I told him that he knows where his son is, he can take responsibility for their relationship. It's not me that's depriving him, being that he chose to leave and move abroad. I still feel guilty though :/

Not easy this...

MeMySonAndl Sun 26-Jun-16 09:19:08

I feel the guilt tripping is horrendous, it has taking me years to get out of this internal conflict where you know that inconsiderate contact is damaging and the fear you may be jeopardising a relationship between your son and his dad.

My son needed months of counselling to deal with the abuse he received at the hands of his dad, SS had put some controls on contact to reduce risk, which are irrelevant because exh doesn't want that contact. But I am still taking flack from people, from my parents to my ex mil because I should be doing my best to convince the abusive dad of my son that it would be a good thing for him to see with his son. How ridiculous is that?

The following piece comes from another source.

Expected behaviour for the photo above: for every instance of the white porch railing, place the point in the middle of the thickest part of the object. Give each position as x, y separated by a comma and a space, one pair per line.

There is something that you should keep in mind, stressed worn down parents don't make good parents. Happy ones do (mostly because your threshold of tolerance is much higher when you are not stressed so you cope better with the challenges of raising a kid on your own). If at this time you need a break to recover from the hurt of the last months and settle down as a single parent, give yourself a break and come back to the contact issue when you are stronger to deal with it.

Remember, the important person in all this is YOU, because you keep the boat afloat, you cannot take good care of your child if you are unwell. So put yourself and your feeling first until you feel stronger.
Don't block contact, just take a more passive approach.

MeMySonAndl Sun 26-Jun-16 09:20:52

Oops, just re read your post and noticed you are already doing that. smile

Keep strong!

TallulahTheTiger Sun 26-Jun-16 09:32:56

Absolutely you should not facilitate Skype 1indsay! If he's keen to portray doting daddy he can get his arse together in a way that provides the benefit to his child and not soley him!